Attach a OneGoodArea portfolio to every customer book, ship a movers feed without a data team.
The problem
A site-selection or CRE team carries a watchlist of candidate locations: shortlisted development sites, tenant catchments, comparable hold areas. They want to know when a watched area's price or trend signal has moved enough to revisit the underwriting, without re-running ad-hoc reports every week.
Why Monitor
A watchlist is a portfolio. Candidates are areas. /v1/portfolios/:id/changes with baseline=first tells you which watched LSOAs have moved since you started watching. Threshold_pct tunes what material means for their underwriting hurdle.
Their value
The team stops re-running area reports manually. Material moves arrive as a list or webhook, with exact pct_change and from/to periods needed to retrigger an underwriting review. Static signals correctly do nothing; only signals that actually move trigger.
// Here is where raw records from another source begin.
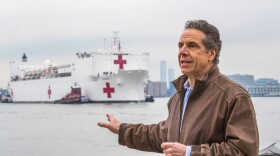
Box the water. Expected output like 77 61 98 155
0 97 279 156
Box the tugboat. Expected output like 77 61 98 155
145 95 154 102
56 85 89 104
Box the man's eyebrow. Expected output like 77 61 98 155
188 41 197 44
178 40 196 44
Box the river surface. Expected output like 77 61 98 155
0 97 279 156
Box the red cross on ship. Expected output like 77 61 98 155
48 85 51 99
114 55 127 70
103 82 115 98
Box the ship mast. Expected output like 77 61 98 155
112 31 121 53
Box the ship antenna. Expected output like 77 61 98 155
104 38 107 51
112 31 121 53
118 38 121 52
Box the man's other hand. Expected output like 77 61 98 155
161 142 186 156
97 114 120 134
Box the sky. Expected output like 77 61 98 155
0 0 280 88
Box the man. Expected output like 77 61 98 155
98 20 259 156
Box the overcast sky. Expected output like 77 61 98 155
0 0 280 88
Your watchlist as a portfolio. Tunable change-detection tells you which sites have moved enough to revisit.
The problem
Local authority and central-gov analytical teams hold lists of priority LSOAs (regen targets, levelling-up wards, intervention catchments) and need a defensible, lineage-stamped record of how their tracked areas have moved over time. The honest answer is often that sample size is too small; the system needs to say so, not hallucinate a move.
Why Monitor
Monitor is honest by construction. A single-period signal (deprivation) produces no change row. A price move on 2 sales is filtered by min_transactions=8. The ChangeReport carries baseline, threshold_pct, and min_transactions, so a published 'areas that moved' note has the methodology stamped inside the artifact.
Their value
A reproducible, lineage-stamped record of which tracked areas moved between two periods, with gating decisions visible in the artifact. The diff core is documented on /methodology and unit-tested.
Track priority LSOAs as a portfolio. Get a lineage-stamped change report with honest sample-size gating built in.
Save areas, bulk-enrich, run change detection, get signed webhooks when something material shifts. The diff core is unit-tested, the envelope is HMAC-SHA256 signed, and a 47% swing on 2 sales never earns an alert.